Issue 4, 2013
The closing stages of application development can be an intense period, when developers are often up against strict deadlines to complete the project. But once coding is complete, don’t rush into deploying your mobile app without first adequately testing it.
One of the most important tasks to factor into mobile application development is on-device testing. It’s all too easy during development to become complacent with the tools on your desktop and forget to actually try out an application on a real device. Hardware developers provide accurate and fully featured emulators within their software development kits and webMethods Mobile Designer also includes an incredibly fast and convenient device simulator. While these tools are often indispensable to programmers, they should not be relied upon to give a 100 percent re-creation of the real world.

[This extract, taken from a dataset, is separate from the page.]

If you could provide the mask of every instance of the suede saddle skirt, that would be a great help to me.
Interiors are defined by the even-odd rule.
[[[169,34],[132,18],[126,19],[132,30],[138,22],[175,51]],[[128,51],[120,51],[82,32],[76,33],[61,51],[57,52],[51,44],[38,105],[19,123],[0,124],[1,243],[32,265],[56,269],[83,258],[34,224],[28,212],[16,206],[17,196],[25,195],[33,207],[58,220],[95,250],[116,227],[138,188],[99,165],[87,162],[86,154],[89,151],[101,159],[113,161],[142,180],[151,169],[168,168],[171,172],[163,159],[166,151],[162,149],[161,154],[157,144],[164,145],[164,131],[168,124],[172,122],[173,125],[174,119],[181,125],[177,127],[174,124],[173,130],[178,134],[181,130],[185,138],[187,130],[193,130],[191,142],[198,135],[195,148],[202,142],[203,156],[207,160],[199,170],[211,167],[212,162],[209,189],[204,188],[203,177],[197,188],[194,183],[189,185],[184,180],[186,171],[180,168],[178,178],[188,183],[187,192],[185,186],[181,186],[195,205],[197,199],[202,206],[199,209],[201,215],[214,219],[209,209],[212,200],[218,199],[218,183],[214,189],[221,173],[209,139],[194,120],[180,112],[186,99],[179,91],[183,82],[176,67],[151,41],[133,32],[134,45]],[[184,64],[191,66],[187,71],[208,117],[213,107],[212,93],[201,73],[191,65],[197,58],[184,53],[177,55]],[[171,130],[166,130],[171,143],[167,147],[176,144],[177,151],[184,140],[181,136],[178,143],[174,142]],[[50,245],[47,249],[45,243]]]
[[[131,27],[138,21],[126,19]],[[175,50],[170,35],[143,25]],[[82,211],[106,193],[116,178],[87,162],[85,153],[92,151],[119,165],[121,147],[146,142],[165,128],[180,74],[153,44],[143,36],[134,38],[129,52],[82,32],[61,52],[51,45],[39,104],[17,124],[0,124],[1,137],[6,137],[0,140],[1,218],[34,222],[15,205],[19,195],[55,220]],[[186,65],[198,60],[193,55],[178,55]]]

Testing on physical hardware is the only true way to see how an application will really perform. The performance of a desktop emulator will never truly match that of an actual device and certainly can’t predict what might happen when a device’s processor is under heavy load (e.g., when running several apps simultaneously). Other seemingly simple situations, such as being interrupted by a call or text message, can only really be tested on real hardware.
On-device testing is by no means a simple task. It’s easy enough for developers to install a working version of their application on an iPhone® (for example) for testing. In reality developers should have access to many different models. Apple® currently supports 11 different types of iPhone and iPad®, and a developer may wish to support earlier models still. Add to this the fact that a user may be running one of several versions of the operating system and/or firmware and things can quickly become complicated and expensive.
Developing with webMethods Mobile Designer does provide reassurance that apps will function well on a wide variety of devices. Plus, using the native UI libraries will increase the chance of an application working well across the wide variety of devices and platforms. However, installing applications on actual devices for testing is never a bad thing.
Programmers and designers will often spend so much time with their applications during development that they become too closely involved to think objectively about how well they have implemented their solution. This is where user testing is invaluable. Collecting feedback from real users who are new to an application is an ideal way to uncover flaws and issues that might otherwise be ignored.
User testing does not have to be a massive undertaking. In his article “Why You Only Need to Test with 5 Users,” Jakob Nielsen, one of the world’s foremost experts on software usability, explains that testing an app with as few as three to five users may be sufficient enough to get valuable results. Read more of Nielsen’s article here.
I certainly think that testing an app with more than one person is essential. Otherwise, there is a risk that abnormal results might not be detected (e.g., the first tester might already be an expert in a particular field, or maybe are just lucky with their first interaction). But testing with a very large group of people will probably just increase cost while simply serving to provide duplicate results.
Ideally, a small group of users should be asked to repeat their user testing after the developers have made attempts to fix any problems highlighted in the first round of testing. This iterative approach may continue for two or three rounds and is the best way to yield effective results.
Organizing user testing can be as simple as observing a group of colleagues using the app for the first time, although it is likely that a developer would want to be more formal in both preparation and execution. Online services such as uTest and UserTesting are relatively inexpensive and can help free developers from having to find test candidates.
App store submission
Another important stage in the development of a mobile application is deployment. If an application is being delivered via a private network such as Software AG’s webMethods Mobile Administrator then this task is easily managed as the developer is in total control. However, if developers plan to deploy their applications via one of the online marketplaces, such as Apple’s App Store or Google® Play, then some control is relinquished and this comes with associated risks.
Apple will reject applications that are faulty, so testing is vital to ensure this simple hold-up is not encountered. And even if an app is approved, it takes time before it becomes available. Traditionally, Apple App Store approval could take anywhere between one to four weeks. Fortunately, the approval process wait time has been reduced dramatically and currently averages around one week.
Online marketplace submission and approval is not as simple as just uploading your latest build. There will be a varying amount of supporting material required, ranging from icons and screenshots to product details and customer support information. Developers would be wise to set aside time to be thoroughly familiar with the process before embarking on it for the first time.
These examples certainly don’t cover every case, and there are many tasks that will arise at the end of a product’s development cycle. Localization is another good example, as ideally it is better to translate copy in bulk rather than in small stages. It is common for this to happen near the end of project, once all the text is finalized. However, developers should consider the possible impact of long text strings on their user interface design when creating applications in multiple languages!
webMethods Mobile Designer and the entire webMethods Mobile Suite as a whole will certainly help smooth the journey for mobile app developers, but there is no substitute for planning ahead.